International Business Times (New York City, March 12) -- March Madness kicks off this Sunday when the sages of the NCAA announce the lineups and seeds for the college basketball championship tournament. The science of March Madness brackets isn’t necessarily an arcane mess of equations. Sheldon Jacobson, a computer scientist at Illinois, thinks that you don’t even really need to comb through a team’s statistics and performance in the regular season to fill out your bracket. He prefers to look at the way the teams are seeded and thereby calculating their odds of advancing.
Related story: Bleacher Report (March 17) -- In a video feature, Professor Sheldon Jacobson, a statistician at the University of Illinois, uses 29 years of statistical bracket data to break down, analyze and predict the outcome of March Madness. In this first story, he talks about the Midwest Regional bracket. Jacobson also lent his insights to the West, South, and East regional matchups.

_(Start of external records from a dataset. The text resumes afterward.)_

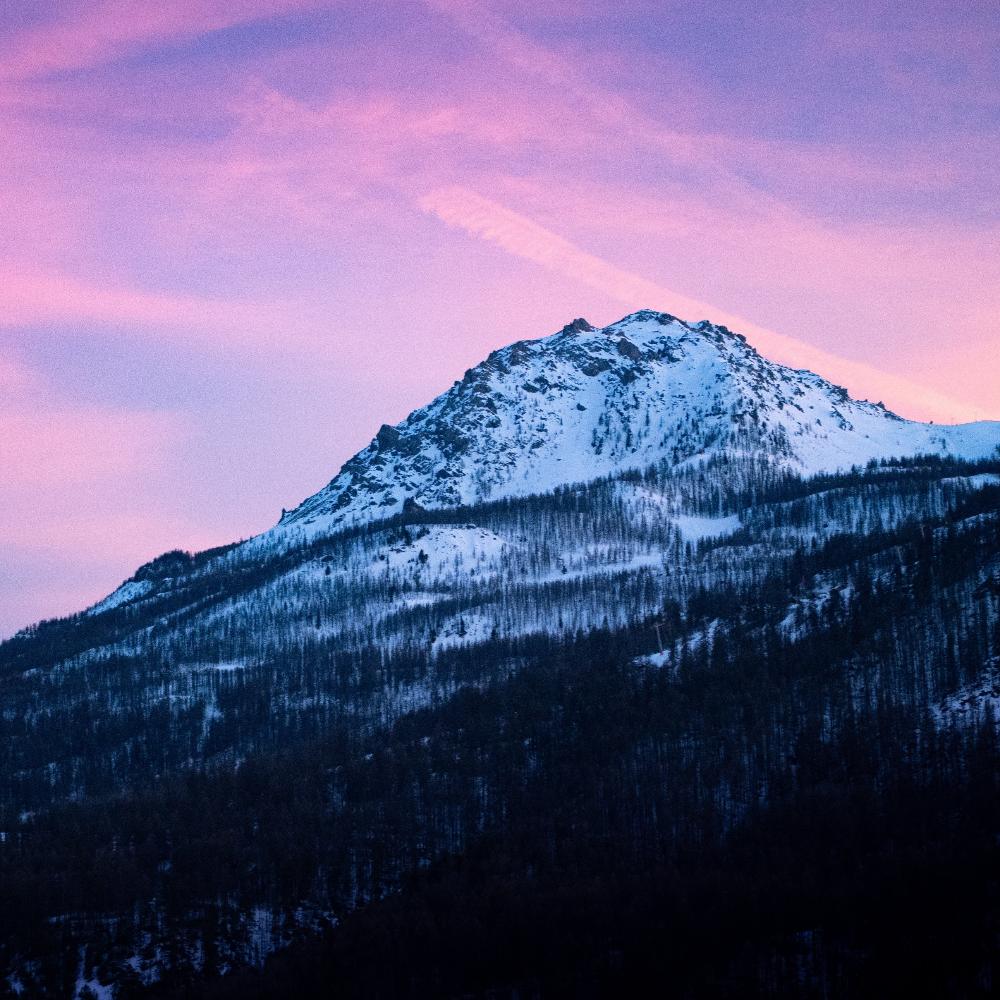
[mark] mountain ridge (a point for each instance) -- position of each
(585, 402)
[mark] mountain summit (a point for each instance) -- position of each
(585, 403)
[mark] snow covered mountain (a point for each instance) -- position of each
(655, 492)
(585, 403)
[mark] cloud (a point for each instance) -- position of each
(99, 32)
(525, 238)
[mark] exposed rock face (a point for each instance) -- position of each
(589, 402)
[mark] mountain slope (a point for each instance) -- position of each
(253, 740)
(585, 403)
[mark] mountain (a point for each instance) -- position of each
(586, 402)
(628, 627)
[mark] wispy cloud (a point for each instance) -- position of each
(95, 33)
(525, 238)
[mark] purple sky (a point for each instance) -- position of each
(238, 235)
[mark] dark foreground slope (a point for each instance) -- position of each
(799, 798)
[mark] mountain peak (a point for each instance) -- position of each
(587, 402)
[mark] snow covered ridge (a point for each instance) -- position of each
(585, 403)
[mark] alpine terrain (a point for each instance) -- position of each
(633, 656)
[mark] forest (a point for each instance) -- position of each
(218, 790)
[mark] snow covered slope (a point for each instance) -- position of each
(585, 403)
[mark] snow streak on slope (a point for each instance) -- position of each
(585, 403)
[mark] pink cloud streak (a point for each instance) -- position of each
(522, 237)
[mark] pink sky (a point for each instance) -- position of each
(238, 235)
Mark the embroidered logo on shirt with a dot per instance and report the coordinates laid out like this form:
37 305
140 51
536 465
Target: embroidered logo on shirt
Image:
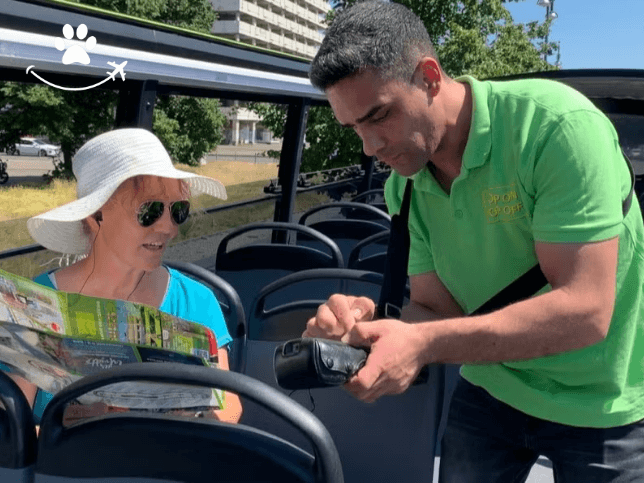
502 204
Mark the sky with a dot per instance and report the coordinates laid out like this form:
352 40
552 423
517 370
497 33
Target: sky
594 34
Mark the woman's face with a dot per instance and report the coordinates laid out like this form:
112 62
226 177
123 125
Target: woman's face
122 239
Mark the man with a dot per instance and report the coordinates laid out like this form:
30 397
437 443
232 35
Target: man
506 175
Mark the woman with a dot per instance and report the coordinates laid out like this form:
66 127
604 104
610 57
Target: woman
130 203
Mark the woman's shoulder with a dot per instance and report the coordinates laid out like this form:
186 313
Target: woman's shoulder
183 279
187 288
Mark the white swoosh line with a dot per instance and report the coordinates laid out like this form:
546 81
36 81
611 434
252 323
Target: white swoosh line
67 88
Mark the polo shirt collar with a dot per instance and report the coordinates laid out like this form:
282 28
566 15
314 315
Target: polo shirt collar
479 140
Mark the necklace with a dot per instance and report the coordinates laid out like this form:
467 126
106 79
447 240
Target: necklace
137 285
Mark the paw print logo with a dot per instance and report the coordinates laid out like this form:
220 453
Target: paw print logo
75 53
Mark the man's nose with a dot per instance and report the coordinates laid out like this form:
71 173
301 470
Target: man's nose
372 142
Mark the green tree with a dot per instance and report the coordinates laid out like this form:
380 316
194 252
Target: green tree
475 37
189 128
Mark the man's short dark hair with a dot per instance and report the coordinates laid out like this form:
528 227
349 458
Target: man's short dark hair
387 37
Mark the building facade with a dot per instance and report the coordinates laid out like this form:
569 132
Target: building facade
291 26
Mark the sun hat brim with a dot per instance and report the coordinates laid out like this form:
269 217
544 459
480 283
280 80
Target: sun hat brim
61 229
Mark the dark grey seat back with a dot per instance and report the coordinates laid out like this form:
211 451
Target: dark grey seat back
345 222
393 439
150 447
18 447
252 266
374 197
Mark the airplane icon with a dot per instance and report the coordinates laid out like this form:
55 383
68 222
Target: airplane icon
118 69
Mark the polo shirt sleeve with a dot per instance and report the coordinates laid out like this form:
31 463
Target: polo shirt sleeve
420 255
578 181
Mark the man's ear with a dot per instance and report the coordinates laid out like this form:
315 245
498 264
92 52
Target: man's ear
432 75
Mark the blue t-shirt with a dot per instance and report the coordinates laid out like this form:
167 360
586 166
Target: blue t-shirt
185 298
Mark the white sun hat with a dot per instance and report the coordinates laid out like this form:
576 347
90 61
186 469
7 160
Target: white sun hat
100 166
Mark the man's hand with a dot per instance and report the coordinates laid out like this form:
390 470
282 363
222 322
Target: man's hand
398 353
337 316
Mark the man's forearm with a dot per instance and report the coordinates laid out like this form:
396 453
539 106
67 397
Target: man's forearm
415 312
547 324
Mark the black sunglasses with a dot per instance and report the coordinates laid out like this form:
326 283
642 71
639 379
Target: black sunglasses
150 212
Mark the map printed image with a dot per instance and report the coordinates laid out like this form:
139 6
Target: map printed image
54 338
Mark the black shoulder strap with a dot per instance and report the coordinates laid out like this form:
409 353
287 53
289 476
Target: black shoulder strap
534 280
393 288
392 293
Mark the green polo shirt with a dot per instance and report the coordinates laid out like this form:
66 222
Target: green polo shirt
541 164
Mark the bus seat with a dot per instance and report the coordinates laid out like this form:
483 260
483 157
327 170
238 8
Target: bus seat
393 439
149 447
253 265
17 433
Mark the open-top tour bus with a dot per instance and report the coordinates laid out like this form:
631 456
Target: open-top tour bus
317 435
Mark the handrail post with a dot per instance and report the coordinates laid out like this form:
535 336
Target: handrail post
368 167
290 161
136 104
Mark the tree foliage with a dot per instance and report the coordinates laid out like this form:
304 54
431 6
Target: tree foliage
188 127
475 37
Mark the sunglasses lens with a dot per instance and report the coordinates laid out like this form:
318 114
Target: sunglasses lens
180 211
150 212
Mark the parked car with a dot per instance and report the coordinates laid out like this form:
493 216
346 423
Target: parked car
35 147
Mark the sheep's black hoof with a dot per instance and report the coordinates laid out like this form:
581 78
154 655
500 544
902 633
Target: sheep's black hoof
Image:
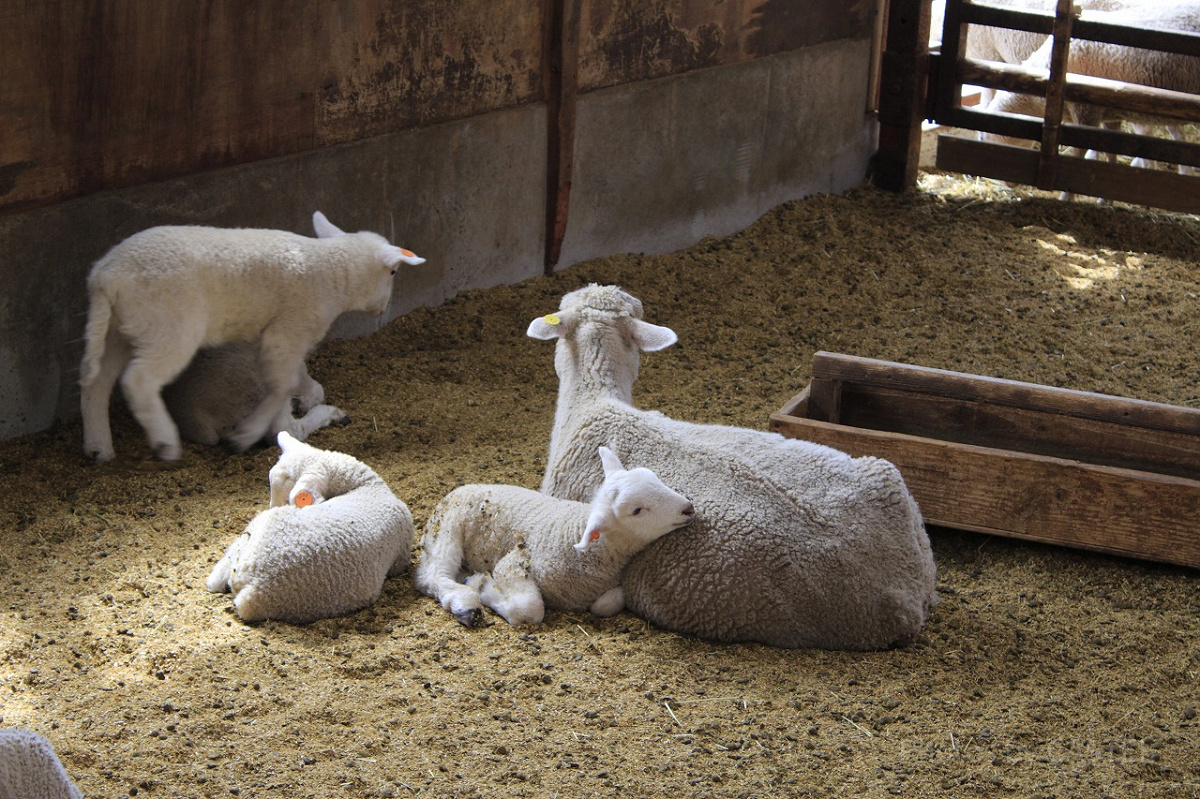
472 618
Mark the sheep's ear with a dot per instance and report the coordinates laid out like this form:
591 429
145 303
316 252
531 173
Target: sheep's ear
611 462
396 256
309 491
324 228
651 338
552 325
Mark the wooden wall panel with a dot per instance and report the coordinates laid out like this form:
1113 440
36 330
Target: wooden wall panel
106 94
640 40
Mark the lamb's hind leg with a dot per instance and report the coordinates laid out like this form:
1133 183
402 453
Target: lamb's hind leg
95 396
150 368
509 592
279 359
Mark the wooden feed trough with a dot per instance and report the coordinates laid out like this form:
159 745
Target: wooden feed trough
1019 460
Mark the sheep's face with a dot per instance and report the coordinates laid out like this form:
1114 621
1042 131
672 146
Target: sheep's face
635 505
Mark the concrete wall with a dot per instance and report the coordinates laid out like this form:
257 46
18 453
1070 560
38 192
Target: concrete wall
427 120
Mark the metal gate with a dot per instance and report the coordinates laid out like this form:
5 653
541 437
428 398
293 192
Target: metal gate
918 85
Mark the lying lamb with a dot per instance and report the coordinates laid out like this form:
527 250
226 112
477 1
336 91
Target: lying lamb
795 544
223 384
333 534
162 294
29 768
543 551
1117 62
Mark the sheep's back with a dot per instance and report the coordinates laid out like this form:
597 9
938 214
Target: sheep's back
309 563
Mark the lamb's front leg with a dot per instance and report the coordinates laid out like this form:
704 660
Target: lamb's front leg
280 360
509 590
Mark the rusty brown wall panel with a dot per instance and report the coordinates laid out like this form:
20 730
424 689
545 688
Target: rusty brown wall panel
625 41
106 94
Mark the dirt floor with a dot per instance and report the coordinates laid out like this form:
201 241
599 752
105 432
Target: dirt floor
1043 672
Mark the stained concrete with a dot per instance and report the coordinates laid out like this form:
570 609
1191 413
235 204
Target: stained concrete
663 163
467 196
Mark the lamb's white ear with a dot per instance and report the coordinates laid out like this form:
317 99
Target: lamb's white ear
395 256
651 338
309 491
611 462
552 325
324 228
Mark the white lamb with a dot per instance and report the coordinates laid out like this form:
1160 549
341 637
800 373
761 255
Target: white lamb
223 384
29 768
333 534
795 544
162 294
525 550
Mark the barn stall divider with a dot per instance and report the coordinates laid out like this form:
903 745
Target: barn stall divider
922 85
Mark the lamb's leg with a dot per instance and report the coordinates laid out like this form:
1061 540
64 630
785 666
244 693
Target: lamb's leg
509 592
150 368
95 396
279 359
318 416
309 392
611 602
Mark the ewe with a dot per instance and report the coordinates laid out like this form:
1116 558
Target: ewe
223 384
795 544
333 534
162 294
543 551
29 768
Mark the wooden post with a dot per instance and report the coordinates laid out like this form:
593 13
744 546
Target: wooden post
905 74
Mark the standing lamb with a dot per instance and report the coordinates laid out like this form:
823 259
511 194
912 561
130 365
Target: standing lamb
162 294
223 384
795 544
333 534
525 550
29 768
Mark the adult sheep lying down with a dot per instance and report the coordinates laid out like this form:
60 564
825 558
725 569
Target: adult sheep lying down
333 534
793 545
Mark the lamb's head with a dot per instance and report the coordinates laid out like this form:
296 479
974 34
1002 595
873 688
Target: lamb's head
301 474
633 505
600 334
375 284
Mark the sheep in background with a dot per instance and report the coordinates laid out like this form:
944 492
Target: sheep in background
1117 62
162 294
793 545
29 768
525 550
334 532
223 384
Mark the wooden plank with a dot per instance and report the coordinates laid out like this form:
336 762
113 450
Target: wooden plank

The State Journal-Register (Springfield, Ill., March 19) -- Sheldon Jacobson, a U. of I. professor of computer science, is a college basketball fan and has found a way to combine his love of sports and numbers. He developed a formula incorporating the past 29 years of the NCAA tournament to predict which seeds will advance. By taking the focus from teams, he aims to avoid the normal bias that get in the way of fans filling out brackets.